Gece kamp alanı bulmak pek güç olmadı. Sabah soluğu direkt Charles’ın meskeninde aldık fakat saat 11.00’de açılıyordu. Romanya’yı onların saat dilimine nazaran gezmeye kalkmak, aylar süren seyahat demekmiş. Bekleyemezdik lakin tam ben meskeni çekerken kapıyı açıp biri içeri giriverdi. Gerisinden koşup müsaade istedim ve en azından avlusuna girip meskeni görebildim.
Sırada Sighişoara vardı. Bir saatte çok rahat gezebileceğiniz kentin en kıymetli özelliği meydanındaki sarı binada Dracula’nın doğmuş olma ihtimali. Bu gerçek mi bilinmiyor fakat birebir vakitte bir restoran olan binanın girişinde bu türlü bir tabela var. İki adım ötesinde saat kulesi heybetiyle görülmeye kıymet.

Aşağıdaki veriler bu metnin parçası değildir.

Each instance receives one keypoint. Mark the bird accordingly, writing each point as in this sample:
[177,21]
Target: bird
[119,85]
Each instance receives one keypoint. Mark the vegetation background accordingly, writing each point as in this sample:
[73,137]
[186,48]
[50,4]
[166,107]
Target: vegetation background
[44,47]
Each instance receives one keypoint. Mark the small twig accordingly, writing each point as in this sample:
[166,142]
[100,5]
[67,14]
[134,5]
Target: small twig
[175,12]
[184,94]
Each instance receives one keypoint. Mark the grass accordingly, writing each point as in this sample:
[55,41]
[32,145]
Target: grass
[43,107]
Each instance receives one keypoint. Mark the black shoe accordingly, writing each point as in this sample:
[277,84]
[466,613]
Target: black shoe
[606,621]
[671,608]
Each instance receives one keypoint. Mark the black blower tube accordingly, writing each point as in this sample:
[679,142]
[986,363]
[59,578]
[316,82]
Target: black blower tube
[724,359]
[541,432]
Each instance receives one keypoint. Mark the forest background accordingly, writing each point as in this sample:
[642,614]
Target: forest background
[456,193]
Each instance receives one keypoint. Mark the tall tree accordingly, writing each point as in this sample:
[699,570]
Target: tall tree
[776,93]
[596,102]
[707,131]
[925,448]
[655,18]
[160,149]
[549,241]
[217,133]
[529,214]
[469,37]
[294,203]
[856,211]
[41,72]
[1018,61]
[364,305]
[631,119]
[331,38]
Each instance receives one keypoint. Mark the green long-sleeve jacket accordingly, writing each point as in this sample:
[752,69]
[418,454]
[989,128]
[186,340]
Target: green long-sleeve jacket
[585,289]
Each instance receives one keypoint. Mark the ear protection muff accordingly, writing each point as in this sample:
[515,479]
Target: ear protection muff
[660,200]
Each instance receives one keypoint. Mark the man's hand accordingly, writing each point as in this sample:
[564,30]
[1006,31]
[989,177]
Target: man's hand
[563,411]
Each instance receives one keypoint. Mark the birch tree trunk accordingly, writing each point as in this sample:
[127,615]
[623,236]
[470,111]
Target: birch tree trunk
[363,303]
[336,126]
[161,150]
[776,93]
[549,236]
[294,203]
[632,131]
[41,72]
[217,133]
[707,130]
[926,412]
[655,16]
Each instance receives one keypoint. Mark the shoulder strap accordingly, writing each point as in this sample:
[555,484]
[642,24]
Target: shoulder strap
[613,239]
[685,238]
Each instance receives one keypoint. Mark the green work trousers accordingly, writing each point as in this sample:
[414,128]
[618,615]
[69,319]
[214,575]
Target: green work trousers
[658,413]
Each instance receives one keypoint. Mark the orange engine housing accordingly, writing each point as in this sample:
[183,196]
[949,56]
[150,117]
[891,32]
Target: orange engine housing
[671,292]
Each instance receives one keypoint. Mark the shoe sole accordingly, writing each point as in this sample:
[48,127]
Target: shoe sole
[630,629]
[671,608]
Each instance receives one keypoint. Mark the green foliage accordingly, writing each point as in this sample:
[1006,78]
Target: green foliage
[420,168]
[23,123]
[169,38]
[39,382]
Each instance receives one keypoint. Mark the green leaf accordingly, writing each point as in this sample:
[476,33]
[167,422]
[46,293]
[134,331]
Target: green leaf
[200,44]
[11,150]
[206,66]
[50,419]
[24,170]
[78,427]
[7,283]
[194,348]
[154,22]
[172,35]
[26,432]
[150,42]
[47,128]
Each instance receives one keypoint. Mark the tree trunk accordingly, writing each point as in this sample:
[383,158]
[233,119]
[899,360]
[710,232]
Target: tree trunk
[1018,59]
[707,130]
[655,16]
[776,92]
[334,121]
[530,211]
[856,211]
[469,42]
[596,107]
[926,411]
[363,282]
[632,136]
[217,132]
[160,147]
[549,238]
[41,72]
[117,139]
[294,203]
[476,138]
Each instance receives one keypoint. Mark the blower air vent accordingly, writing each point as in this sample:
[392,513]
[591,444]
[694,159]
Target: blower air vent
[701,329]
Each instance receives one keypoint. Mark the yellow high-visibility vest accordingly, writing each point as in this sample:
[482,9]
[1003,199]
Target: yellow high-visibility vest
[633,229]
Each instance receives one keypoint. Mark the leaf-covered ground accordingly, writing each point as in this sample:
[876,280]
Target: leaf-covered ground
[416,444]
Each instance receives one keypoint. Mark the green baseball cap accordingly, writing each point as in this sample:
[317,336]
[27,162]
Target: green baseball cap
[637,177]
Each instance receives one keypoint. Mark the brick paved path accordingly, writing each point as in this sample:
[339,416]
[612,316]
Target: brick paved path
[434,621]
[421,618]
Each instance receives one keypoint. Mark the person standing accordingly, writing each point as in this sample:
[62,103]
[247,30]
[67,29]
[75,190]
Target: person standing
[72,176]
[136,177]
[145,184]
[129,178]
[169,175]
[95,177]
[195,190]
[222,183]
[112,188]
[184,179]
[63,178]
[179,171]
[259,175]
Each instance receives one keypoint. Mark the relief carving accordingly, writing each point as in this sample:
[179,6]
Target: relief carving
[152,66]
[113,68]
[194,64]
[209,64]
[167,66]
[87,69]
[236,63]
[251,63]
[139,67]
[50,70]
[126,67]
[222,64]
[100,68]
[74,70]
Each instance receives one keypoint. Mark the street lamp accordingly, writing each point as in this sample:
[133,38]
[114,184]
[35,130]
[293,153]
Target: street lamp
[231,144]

Artık rotanın sonlarına gerçek gelirken son bir durağımız kalmıştı. En fotojenik olduğu söylenen Corvin Kalesi. 4 saatlik seyahatten sonra maksadımıza ulaştık. Hakikaten çok ihtişamlıydı. Birebir sinemalardaki üzere asma bir köprüyle kaleye giriliyordu. Bu kalede Türk esirler tutulurmuş. Türkler o denli eli kolu bağlı durur mu? Kaçmak için tüneller kazmışlar. O tünellerden su çıkınca ödül olarak özgürlüklerine kavuşmuşlar. Gittiğinizde kuyuyu ve duvarda yazan Osmanlıca yazıları görmeyi unutmayın. Bran Kalesi’nde kaçtığımız azap aletlerinden burada kurtulamadık ve insanların kazığa oturtuldukları zindanlarda buluverdik kendimizi. Katiyetle görmek istemezdim.
Ülkeden çıkmadan evvel ‘Kaya heykelini görmek gerek’ diye düşündük. Oraya gece varabildik. Masmavi bir ışıkla aydınlatılmıştı. Romanya’nın simgesi olan bu 55 metre yükseklikte ve 25 metre eninde, kayalara oyulmuş heykel, Roma imparatorlarına karşı savaşan Decebalus’a ithafen yapılmış. Ülke için ulusal kıymeti var. Avrupa’nın en yüksek kaya kabartması olarak da tarihe geçmiş. Önünde bir dere ve göl var. Görüntü tek sözle enfes.